Staying in the present is hard for me to get my mind around. I’m a “big picture” kind of person and am always thinking about the next steps, what happened in the past, etc. I honestly am not sure I have any real idea on what “staying in the present” means.

So, I do what I always do when I can’t figure something out – I go see what others have figured out. I went to a bookstore and skimmed through a book called, “Finding Flow: The Psychology of Engagement with Everyday Life". It was kinda over my head, the author was analyzing and I think conducting a bunch of scientific studies on being in the “present”, but one thing that struck me was --- to pay attention to where you put your attention. In other words, we sometimes put our attention on things that we have no control over instead of on what we are currently doing. If I am interpreting the book right, it seems that we often hoard our energy of attention because we think there is only so much, but there is a difference between giving something attention and curiosity versus obsessing over our interpretations of that thing (or comment, or email, etc) that often takes much more energy then something like curiosity which actually can give you energy.

This point really made me stop, cause I am nothing but obsessive sometimes and often leave myself exhausted at the end of a work day from giving all of my attention to things that I probably didn’t have to spend time “interpreting” and could have just taken them as is. I’ll be trying this next week to pay attention to what I am giving my attention to and how it affects me.

Tuesday, October 13, 2009

On self care, activism and creativity

I’ve been thinking a lot of the concept of “doing my own work” in terms of my responsibility to push myself to learn and grow and become a more intentional ally to other communities that I may not personally identify with. I have been thinking about how this important work that is essential to my being the kind of person I want to be, how that fits in with self care.

So much of learning about other communities’ history and values has been born out of so much pain, and pain is important. It is important that people can be real with their pain in a safe space. That others can witness the pain and hear it, feel it, not turn away. Yet, as activists seeking to take care of ourselves, how do we make space for this pain and yet not get stuck there? It is so important to me to figure out real ways we can be FOR being more human (compassionate and respectful) towards each other, in community.

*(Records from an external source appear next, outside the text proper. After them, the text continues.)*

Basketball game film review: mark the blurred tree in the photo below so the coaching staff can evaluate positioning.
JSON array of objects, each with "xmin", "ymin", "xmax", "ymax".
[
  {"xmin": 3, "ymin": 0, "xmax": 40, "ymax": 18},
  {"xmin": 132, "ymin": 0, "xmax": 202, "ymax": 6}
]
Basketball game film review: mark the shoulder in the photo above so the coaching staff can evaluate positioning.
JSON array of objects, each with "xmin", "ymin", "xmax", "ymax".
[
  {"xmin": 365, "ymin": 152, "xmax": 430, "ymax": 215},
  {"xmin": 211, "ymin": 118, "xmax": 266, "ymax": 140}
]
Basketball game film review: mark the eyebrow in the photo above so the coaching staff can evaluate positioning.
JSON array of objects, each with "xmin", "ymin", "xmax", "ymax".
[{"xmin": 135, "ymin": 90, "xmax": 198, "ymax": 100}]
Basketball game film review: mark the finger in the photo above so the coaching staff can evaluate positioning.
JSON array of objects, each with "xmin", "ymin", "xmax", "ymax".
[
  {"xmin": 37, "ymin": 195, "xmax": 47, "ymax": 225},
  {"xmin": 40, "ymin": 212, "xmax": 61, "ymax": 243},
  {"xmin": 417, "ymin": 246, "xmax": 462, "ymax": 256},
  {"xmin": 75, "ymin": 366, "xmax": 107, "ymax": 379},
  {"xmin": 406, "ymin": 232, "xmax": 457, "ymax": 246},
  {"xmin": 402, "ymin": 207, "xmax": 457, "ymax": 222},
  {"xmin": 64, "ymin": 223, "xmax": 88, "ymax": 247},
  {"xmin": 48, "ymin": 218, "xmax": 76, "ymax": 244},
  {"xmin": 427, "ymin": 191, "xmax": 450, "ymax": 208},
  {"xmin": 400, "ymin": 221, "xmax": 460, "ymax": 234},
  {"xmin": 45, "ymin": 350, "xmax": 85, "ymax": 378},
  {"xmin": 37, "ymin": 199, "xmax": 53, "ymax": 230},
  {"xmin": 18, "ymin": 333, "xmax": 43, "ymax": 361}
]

I had the privilege to watch a clip of an interview of Buffy Sainte-Marie on Democracy Now. Buffy is an activist who totally seemed to be coming from a place of self care – choosing to do things that make her happy and including activism in that. I loved what she had to say about being an artist. That writing curriculum, songs or painting pictures all came from the same place inside. That the kid in her never got shut down and she can find her fun/work from this place.
It was to me very beautiful.
I put myself out as a poet, an artist, but not often as a singer, and I LOVE to sing. I wonder if the songs I have inside, that I always considered too tender to share, if writing them down, learning about what they have to say, going deeper, all while making space to hear other people’s truth, is actually a way to “do my own work” in a way that makes me happy?

Can creativity be serious and deep? Can it push us to new levels of understanding? Maybe it’s the only thing that ever has….

“And as an artist, sometimes you can artfully say something in a three-minute song that it would take somebody else a 400-page book to write.” - Buffy Sainte-Marie

Wednesday, September 30, 2009

Noticing the storm

I know it when I feel it. That blood boiling point. That point when I’ve been working with out a break and I get that email or phone call that just pushes my buttons. I think for most people they either start snapping at everyone that comes along past this point or they take a break.
I have this weird response where I instantly feel myself leaving my body and I concentrate on what I’m doing even harder. I do this, burning through ten times the energy just to keep going. When I’m under stress I often end days so exhausted I sit not moving in front of the TV or I sit in front of the TV and cry.

So, big moment yesterday that when I started feeling this way I took my lunch break (YAY). I did some adapted yoga. I meditated. And I kept getting this image in my mind of a desert storm. Sitting in the desert seeing a violent storm move in is intimidating and scary. But it’s not something you can control.

I think sometimes stress is a misguided need for control. Working in social justice we live our lives trying to “affect change” in the world. But creating change is a thin line away from trying to control. Ideally it’s about modeling behavior, getting investment from others, creating a loving and supportive space. It’s about respect, challenge and hope, not about force.
There’s this great book called, Practicing Peace in Times of War by by Pema Chödrön that I originally got thinking it would have good action strategies. It turned out to be all about how to REALLY notice the emotional reactions with in yourself. To REALLY feel them. To pay attention to them. And by honoring them we create peace within ourselves. Therefore creating peace in the world.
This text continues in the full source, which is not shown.